I suspect that when we come to debate the future of the railway industry I will be speaking for my party, which is against franchising. And, as I currently understand it, the party wishes to see the railways back in some degree of public ownership. However, let us not get bogged down in the differences within our party between the two industries otherwise we could be on this amendment for a lot longer than we should be.
On the previous amendment, we talked about not-for-profit companies making a bid for franchises. The problem with that reflects directly on Amendment 35. If a successful franchise bid depends on a lower bid, and there is every chance it will be given the shortage of cash in local government and the cutbacks that have been made so far as support for bus services is concerned, obviously some of the smaller and perhaps less reputable companies will start out with an advantage. If you are running a major operation that recognises trade unions, pays trade union rates, provides proper canteen facilities, uniforms and so on, you are not in a particularly advantageous position when bidding for a franchise against a smaller company that does none of those things.
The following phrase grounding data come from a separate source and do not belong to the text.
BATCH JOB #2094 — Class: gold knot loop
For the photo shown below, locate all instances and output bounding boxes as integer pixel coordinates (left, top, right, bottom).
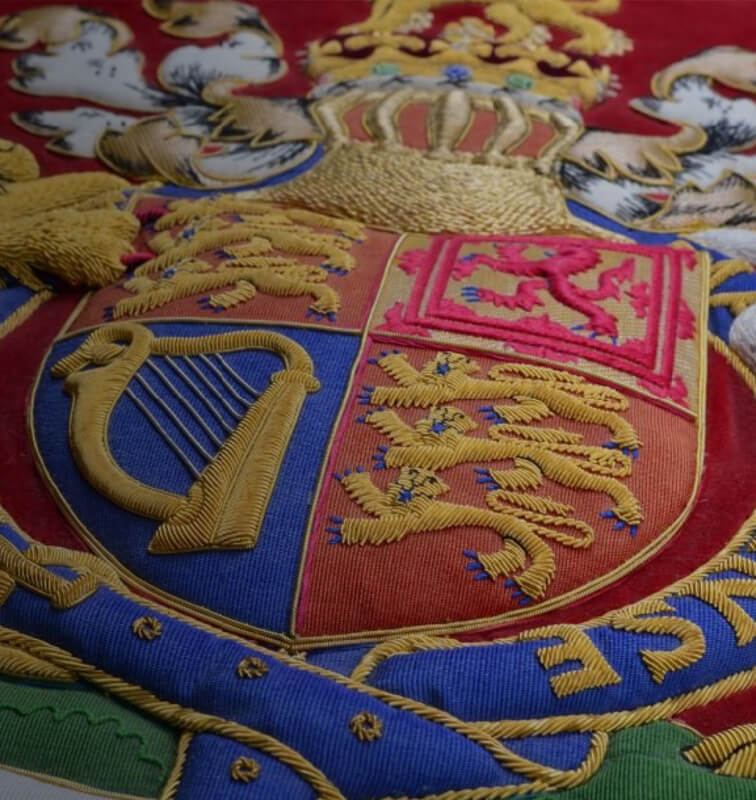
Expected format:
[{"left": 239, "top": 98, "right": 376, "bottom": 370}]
[
  {"left": 230, "top": 756, "right": 261, "bottom": 783},
  {"left": 236, "top": 656, "right": 269, "bottom": 679},
  {"left": 349, "top": 711, "right": 383, "bottom": 742},
  {"left": 131, "top": 616, "right": 163, "bottom": 641}
]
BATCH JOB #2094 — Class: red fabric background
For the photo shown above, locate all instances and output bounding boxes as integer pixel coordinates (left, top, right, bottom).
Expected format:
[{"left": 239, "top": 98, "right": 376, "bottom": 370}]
[{"left": 0, "top": 0, "right": 752, "bottom": 175}]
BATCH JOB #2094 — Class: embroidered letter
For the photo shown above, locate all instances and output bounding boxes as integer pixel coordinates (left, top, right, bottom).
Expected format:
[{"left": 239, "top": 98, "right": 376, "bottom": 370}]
[
  {"left": 517, "top": 625, "right": 622, "bottom": 698},
  {"left": 610, "top": 599, "right": 706, "bottom": 683}
]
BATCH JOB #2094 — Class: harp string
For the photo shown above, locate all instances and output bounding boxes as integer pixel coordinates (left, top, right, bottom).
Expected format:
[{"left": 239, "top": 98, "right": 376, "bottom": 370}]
[
  {"left": 177, "top": 355, "right": 246, "bottom": 422},
  {"left": 121, "top": 353, "right": 263, "bottom": 483},
  {"left": 132, "top": 372, "right": 215, "bottom": 464},
  {"left": 144, "top": 359, "right": 224, "bottom": 448},
  {"left": 212, "top": 353, "right": 261, "bottom": 399},
  {"left": 198, "top": 353, "right": 256, "bottom": 408},
  {"left": 125, "top": 386, "right": 203, "bottom": 480},
  {"left": 163, "top": 356, "right": 236, "bottom": 434}
]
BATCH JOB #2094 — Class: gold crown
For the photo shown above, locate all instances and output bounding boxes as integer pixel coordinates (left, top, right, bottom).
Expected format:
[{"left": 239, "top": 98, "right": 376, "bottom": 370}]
[{"left": 267, "top": 87, "right": 591, "bottom": 235}]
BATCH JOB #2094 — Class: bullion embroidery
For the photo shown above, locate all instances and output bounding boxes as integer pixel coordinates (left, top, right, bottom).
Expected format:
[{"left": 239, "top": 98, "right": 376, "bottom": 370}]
[
  {"left": 107, "top": 197, "right": 365, "bottom": 322},
  {"left": 0, "top": 643, "right": 76, "bottom": 683},
  {"left": 237, "top": 656, "right": 269, "bottom": 679},
  {"left": 328, "top": 352, "right": 642, "bottom": 600},
  {"left": 0, "top": 2, "right": 753, "bottom": 798},
  {"left": 0, "top": 138, "right": 137, "bottom": 292},
  {"left": 230, "top": 755, "right": 261, "bottom": 782},
  {"left": 684, "top": 724, "right": 756, "bottom": 778},
  {"left": 349, "top": 711, "right": 383, "bottom": 742},
  {"left": 374, "top": 235, "right": 702, "bottom": 407},
  {"left": 131, "top": 616, "right": 163, "bottom": 641},
  {"left": 516, "top": 625, "right": 622, "bottom": 698},
  {"left": 2, "top": 6, "right": 320, "bottom": 189},
  {"left": 308, "top": 0, "right": 631, "bottom": 105},
  {"left": 268, "top": 88, "right": 590, "bottom": 236},
  {"left": 561, "top": 46, "right": 756, "bottom": 261},
  {"left": 51, "top": 322, "right": 320, "bottom": 554}
]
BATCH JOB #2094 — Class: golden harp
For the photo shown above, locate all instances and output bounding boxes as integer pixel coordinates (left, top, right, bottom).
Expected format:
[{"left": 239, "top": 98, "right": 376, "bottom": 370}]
[{"left": 51, "top": 322, "right": 320, "bottom": 554}]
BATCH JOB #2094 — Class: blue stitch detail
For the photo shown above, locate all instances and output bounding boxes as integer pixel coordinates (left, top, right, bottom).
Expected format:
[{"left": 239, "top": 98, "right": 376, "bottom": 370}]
[
  {"left": 323, "top": 265, "right": 348, "bottom": 276},
  {"left": 474, "top": 468, "right": 500, "bottom": 491},
  {"left": 463, "top": 551, "right": 491, "bottom": 581},
  {"left": 460, "top": 286, "right": 481, "bottom": 303},
  {"left": 600, "top": 510, "right": 639, "bottom": 537},
  {"left": 479, "top": 406, "right": 506, "bottom": 424},
  {"left": 443, "top": 64, "right": 471, "bottom": 82}
]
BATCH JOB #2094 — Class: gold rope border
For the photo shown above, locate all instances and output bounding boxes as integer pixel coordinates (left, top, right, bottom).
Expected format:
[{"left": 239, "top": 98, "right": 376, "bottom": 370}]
[
  {"left": 158, "top": 732, "right": 193, "bottom": 800},
  {"left": 0, "top": 289, "right": 52, "bottom": 341},
  {"left": 477, "top": 667, "right": 756, "bottom": 739},
  {"left": 2, "top": 504, "right": 755, "bottom": 791},
  {"left": 709, "top": 333, "right": 756, "bottom": 395}
]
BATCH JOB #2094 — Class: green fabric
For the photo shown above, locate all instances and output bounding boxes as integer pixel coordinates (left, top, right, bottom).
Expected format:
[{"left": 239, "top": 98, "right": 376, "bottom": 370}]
[
  {"left": 532, "top": 722, "right": 756, "bottom": 800},
  {"left": 0, "top": 676, "right": 177, "bottom": 798}
]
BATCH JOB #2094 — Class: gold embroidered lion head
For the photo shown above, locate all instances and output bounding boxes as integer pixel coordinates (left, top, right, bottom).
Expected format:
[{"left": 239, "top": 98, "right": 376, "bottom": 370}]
[{"left": 386, "top": 467, "right": 450, "bottom": 510}]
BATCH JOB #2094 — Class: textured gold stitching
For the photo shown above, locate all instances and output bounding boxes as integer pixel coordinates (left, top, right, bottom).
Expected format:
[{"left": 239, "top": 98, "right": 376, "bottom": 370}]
[
  {"left": 237, "top": 657, "right": 269, "bottom": 679},
  {"left": 0, "top": 138, "right": 39, "bottom": 182},
  {"left": 336, "top": 467, "right": 556, "bottom": 598},
  {"left": 0, "top": 204, "right": 137, "bottom": 291},
  {"left": 710, "top": 291, "right": 756, "bottom": 317},
  {"left": 610, "top": 599, "right": 706, "bottom": 684},
  {"left": 709, "top": 334, "right": 756, "bottom": 395},
  {"left": 349, "top": 711, "right": 383, "bottom": 742},
  {"left": 369, "top": 353, "right": 636, "bottom": 443},
  {"left": 0, "top": 290, "right": 52, "bottom": 340},
  {"left": 682, "top": 578, "right": 756, "bottom": 647},
  {"left": 308, "top": 1, "right": 629, "bottom": 105},
  {"left": 516, "top": 625, "right": 621, "bottom": 698},
  {"left": 0, "top": 643, "right": 75, "bottom": 683},
  {"left": 0, "top": 155, "right": 135, "bottom": 291},
  {"left": 0, "top": 517, "right": 611, "bottom": 795},
  {"left": 132, "top": 616, "right": 163, "bottom": 641},
  {"left": 230, "top": 756, "right": 261, "bottom": 783},
  {"left": 159, "top": 732, "right": 192, "bottom": 800},
  {"left": 108, "top": 198, "right": 363, "bottom": 319},
  {"left": 337, "top": 353, "right": 642, "bottom": 596},
  {"left": 684, "top": 724, "right": 756, "bottom": 778},
  {"left": 51, "top": 322, "right": 320, "bottom": 554},
  {"left": 351, "top": 516, "right": 756, "bottom": 737},
  {"left": 268, "top": 88, "right": 604, "bottom": 236},
  {"left": 709, "top": 259, "right": 753, "bottom": 290},
  {"left": 0, "top": 538, "right": 100, "bottom": 610}
]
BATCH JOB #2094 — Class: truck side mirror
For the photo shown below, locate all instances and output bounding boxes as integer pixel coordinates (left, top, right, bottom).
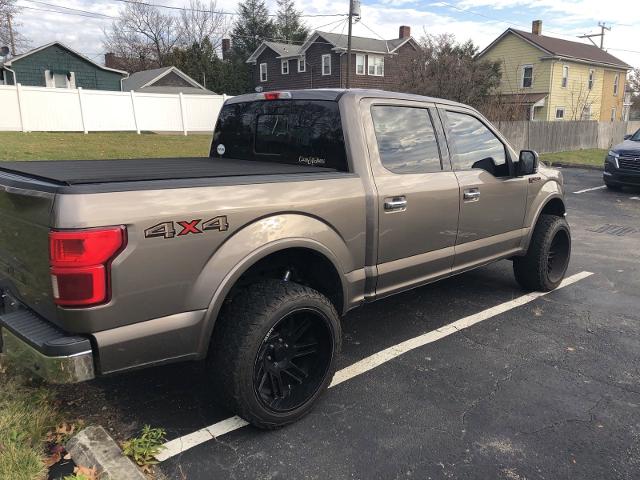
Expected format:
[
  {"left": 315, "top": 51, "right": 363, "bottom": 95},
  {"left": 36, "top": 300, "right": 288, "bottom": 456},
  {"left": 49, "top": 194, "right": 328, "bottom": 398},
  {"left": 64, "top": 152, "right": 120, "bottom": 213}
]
[
  {"left": 624, "top": 134, "right": 632, "bottom": 140},
  {"left": 517, "top": 150, "right": 538, "bottom": 176}
]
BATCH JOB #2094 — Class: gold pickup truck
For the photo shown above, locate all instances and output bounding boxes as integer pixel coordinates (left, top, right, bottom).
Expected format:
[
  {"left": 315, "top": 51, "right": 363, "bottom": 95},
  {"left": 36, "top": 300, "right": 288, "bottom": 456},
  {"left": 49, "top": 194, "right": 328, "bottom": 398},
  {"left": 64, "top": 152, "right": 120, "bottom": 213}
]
[{"left": 0, "top": 89, "right": 570, "bottom": 428}]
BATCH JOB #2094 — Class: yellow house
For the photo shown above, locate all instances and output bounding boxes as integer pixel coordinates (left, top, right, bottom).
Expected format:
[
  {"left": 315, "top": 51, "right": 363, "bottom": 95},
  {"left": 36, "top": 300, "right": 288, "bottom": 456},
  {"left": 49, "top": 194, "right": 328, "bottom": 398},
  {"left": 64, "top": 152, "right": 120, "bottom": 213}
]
[{"left": 478, "top": 21, "right": 631, "bottom": 121}]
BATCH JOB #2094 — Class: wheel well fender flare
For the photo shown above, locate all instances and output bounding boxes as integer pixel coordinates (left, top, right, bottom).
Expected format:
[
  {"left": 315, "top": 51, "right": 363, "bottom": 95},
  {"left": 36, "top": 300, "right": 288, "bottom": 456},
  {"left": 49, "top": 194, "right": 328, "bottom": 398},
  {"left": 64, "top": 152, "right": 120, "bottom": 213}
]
[
  {"left": 190, "top": 214, "right": 354, "bottom": 357},
  {"left": 522, "top": 192, "right": 566, "bottom": 251}
]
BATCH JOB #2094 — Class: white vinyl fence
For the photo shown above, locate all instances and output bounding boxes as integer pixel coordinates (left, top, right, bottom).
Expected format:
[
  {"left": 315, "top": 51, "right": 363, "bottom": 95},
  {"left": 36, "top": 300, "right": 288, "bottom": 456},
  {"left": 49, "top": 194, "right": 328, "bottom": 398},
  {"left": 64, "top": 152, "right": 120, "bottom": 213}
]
[{"left": 0, "top": 84, "right": 228, "bottom": 135}]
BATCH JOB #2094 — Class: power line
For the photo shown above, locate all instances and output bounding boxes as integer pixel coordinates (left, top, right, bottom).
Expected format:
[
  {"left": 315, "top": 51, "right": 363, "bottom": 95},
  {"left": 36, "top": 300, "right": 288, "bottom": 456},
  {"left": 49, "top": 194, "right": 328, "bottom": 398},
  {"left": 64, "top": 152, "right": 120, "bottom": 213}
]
[
  {"left": 608, "top": 47, "right": 640, "bottom": 55},
  {"left": 20, "top": 5, "right": 113, "bottom": 20},
  {"left": 21, "top": 0, "right": 115, "bottom": 18},
  {"left": 111, "top": 0, "right": 348, "bottom": 18},
  {"left": 358, "top": 21, "right": 386, "bottom": 41},
  {"left": 434, "top": 1, "right": 593, "bottom": 41}
]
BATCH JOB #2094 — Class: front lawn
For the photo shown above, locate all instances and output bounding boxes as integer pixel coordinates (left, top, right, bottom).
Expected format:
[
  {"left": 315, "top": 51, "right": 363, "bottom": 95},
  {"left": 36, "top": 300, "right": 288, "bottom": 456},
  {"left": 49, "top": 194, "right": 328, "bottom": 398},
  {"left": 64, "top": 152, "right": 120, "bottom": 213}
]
[
  {"left": 0, "top": 132, "right": 211, "bottom": 161},
  {"left": 540, "top": 149, "right": 606, "bottom": 168}
]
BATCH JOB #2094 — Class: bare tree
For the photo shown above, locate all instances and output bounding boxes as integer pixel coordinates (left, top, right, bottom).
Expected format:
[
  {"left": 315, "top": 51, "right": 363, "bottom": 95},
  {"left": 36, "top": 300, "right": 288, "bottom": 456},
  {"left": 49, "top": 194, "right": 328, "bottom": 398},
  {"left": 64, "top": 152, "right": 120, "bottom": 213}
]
[
  {"left": 401, "top": 33, "right": 502, "bottom": 109},
  {"left": 628, "top": 68, "right": 640, "bottom": 119},
  {"left": 179, "top": 0, "right": 228, "bottom": 50},
  {"left": 0, "top": 0, "right": 29, "bottom": 55},
  {"left": 567, "top": 83, "right": 594, "bottom": 121},
  {"left": 104, "top": 0, "right": 182, "bottom": 72}
]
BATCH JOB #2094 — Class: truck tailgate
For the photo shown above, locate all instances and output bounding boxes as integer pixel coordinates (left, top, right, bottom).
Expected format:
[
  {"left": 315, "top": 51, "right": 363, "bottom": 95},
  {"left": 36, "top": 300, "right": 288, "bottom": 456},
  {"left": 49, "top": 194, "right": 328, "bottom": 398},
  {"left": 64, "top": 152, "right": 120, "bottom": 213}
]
[{"left": 0, "top": 180, "right": 56, "bottom": 320}]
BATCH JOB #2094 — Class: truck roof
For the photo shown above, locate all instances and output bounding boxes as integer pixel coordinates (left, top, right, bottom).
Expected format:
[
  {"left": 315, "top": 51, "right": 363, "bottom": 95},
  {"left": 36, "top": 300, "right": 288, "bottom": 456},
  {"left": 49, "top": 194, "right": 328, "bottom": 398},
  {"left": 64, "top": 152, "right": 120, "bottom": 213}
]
[{"left": 226, "top": 88, "right": 470, "bottom": 109}]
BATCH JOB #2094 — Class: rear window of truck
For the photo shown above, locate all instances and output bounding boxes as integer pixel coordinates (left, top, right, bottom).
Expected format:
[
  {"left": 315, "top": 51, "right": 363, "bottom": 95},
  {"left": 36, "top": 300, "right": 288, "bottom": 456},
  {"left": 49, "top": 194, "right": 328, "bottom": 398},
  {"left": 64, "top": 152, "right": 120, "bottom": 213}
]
[{"left": 210, "top": 100, "right": 348, "bottom": 171}]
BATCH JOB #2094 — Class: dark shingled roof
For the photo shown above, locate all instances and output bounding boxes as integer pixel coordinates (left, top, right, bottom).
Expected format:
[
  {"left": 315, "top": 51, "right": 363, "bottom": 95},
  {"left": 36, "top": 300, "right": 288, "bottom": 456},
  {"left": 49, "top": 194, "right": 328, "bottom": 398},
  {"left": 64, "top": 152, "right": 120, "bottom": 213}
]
[
  {"left": 262, "top": 41, "right": 302, "bottom": 57},
  {"left": 509, "top": 28, "right": 630, "bottom": 69},
  {"left": 316, "top": 31, "right": 409, "bottom": 54}
]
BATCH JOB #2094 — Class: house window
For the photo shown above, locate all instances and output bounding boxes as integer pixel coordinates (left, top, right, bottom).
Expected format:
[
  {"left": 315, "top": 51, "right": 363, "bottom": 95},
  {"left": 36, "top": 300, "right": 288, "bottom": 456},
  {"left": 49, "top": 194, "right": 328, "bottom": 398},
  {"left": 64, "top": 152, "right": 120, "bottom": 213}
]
[
  {"left": 522, "top": 65, "right": 533, "bottom": 88},
  {"left": 322, "top": 54, "right": 331, "bottom": 75},
  {"left": 613, "top": 73, "right": 619, "bottom": 95},
  {"left": 298, "top": 57, "right": 305, "bottom": 72},
  {"left": 356, "top": 54, "right": 365, "bottom": 75},
  {"left": 555, "top": 107, "right": 565, "bottom": 120},
  {"left": 581, "top": 105, "right": 592, "bottom": 120},
  {"left": 281, "top": 60, "right": 289, "bottom": 75},
  {"left": 44, "top": 70, "right": 75, "bottom": 89},
  {"left": 588, "top": 69, "right": 594, "bottom": 90},
  {"left": 260, "top": 63, "right": 267, "bottom": 82},
  {"left": 562, "top": 65, "right": 569, "bottom": 88},
  {"left": 611, "top": 107, "right": 616, "bottom": 122},
  {"left": 368, "top": 55, "right": 384, "bottom": 76}
]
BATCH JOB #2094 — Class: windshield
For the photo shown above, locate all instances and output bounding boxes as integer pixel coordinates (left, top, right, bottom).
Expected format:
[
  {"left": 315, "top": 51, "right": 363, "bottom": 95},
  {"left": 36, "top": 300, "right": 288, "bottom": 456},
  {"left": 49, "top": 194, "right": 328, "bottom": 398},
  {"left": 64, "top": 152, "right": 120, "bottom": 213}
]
[
  {"left": 632, "top": 129, "right": 640, "bottom": 141},
  {"left": 211, "top": 99, "right": 348, "bottom": 171}
]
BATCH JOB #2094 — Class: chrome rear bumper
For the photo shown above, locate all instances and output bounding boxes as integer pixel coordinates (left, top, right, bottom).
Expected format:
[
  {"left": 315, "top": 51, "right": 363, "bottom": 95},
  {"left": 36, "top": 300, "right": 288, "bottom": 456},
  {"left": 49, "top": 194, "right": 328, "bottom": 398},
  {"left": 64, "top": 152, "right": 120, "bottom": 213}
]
[{"left": 0, "top": 306, "right": 95, "bottom": 384}]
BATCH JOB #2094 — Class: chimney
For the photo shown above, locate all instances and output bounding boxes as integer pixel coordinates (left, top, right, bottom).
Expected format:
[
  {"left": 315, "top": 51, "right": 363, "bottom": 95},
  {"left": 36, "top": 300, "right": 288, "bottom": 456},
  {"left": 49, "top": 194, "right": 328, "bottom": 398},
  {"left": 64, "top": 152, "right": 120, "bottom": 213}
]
[
  {"left": 222, "top": 38, "right": 231, "bottom": 60},
  {"left": 532, "top": 20, "right": 542, "bottom": 35},
  {"left": 399, "top": 25, "right": 411, "bottom": 39},
  {"left": 105, "top": 52, "right": 117, "bottom": 69}
]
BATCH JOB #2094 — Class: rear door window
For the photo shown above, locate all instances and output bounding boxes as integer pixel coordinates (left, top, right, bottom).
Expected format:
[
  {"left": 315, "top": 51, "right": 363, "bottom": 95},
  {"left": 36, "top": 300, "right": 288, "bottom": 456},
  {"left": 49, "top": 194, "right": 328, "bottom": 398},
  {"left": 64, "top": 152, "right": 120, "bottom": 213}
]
[
  {"left": 212, "top": 100, "right": 348, "bottom": 171},
  {"left": 371, "top": 106, "right": 442, "bottom": 174}
]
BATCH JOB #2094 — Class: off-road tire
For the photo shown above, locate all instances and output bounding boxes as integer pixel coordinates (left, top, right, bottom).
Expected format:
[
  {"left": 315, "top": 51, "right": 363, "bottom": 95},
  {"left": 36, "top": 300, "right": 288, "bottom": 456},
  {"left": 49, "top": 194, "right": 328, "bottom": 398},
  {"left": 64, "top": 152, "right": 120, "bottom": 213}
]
[
  {"left": 514, "top": 214, "right": 571, "bottom": 291},
  {"left": 208, "top": 279, "right": 341, "bottom": 429}
]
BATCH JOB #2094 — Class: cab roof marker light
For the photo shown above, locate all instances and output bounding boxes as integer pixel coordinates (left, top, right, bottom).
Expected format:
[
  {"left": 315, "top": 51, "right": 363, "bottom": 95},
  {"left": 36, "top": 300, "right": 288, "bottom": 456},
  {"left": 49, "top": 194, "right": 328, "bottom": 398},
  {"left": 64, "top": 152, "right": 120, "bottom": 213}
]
[{"left": 258, "top": 91, "right": 292, "bottom": 100}]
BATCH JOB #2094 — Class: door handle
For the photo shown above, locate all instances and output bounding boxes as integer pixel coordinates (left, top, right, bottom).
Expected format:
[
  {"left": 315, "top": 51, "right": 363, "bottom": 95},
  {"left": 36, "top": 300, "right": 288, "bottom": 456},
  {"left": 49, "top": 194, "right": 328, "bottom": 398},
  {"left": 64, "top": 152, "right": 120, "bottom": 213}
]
[
  {"left": 463, "top": 188, "right": 481, "bottom": 201},
  {"left": 384, "top": 196, "right": 407, "bottom": 212}
]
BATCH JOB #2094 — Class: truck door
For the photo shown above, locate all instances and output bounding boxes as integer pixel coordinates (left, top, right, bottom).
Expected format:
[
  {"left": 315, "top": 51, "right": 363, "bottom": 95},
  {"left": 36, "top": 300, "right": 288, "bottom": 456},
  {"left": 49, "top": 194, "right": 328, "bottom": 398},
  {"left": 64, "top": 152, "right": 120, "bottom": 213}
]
[
  {"left": 438, "top": 107, "right": 528, "bottom": 270},
  {"left": 361, "top": 99, "right": 460, "bottom": 298}
]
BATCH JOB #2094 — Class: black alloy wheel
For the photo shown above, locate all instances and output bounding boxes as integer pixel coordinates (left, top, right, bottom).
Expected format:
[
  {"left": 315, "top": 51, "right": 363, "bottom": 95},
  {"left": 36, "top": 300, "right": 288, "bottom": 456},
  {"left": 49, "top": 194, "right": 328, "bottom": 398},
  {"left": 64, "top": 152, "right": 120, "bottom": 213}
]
[
  {"left": 254, "top": 308, "right": 334, "bottom": 412},
  {"left": 208, "top": 279, "right": 341, "bottom": 429}
]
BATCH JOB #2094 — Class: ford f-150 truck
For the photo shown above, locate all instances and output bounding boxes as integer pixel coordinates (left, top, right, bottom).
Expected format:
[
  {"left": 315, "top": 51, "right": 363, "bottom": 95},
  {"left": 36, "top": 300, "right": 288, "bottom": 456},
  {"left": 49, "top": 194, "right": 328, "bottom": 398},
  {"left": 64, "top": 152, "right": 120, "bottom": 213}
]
[{"left": 0, "top": 89, "right": 571, "bottom": 428}]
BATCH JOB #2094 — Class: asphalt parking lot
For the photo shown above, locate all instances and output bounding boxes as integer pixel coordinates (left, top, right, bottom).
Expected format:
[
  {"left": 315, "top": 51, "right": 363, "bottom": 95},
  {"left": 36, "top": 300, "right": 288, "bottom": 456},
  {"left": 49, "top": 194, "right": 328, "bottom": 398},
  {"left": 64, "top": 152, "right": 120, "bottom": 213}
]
[{"left": 70, "top": 167, "right": 640, "bottom": 480}]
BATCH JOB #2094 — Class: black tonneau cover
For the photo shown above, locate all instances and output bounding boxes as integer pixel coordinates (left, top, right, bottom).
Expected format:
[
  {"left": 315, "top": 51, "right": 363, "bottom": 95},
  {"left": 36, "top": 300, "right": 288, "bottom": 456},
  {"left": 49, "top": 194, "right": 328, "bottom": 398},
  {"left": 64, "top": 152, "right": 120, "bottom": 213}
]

Again I remind the Minister that over the years a lot of these companies have come and gone. The bus industry has rather settled down, and although we deplore the lack of competition, when we had lots of it, it was often denounced as wasteful and unnecessary. Speaking specifically to this amendment, if a company large or small loses its assets as a result of measures inherent in the Bill, surely it is only fair that it deserves to be properly compensated.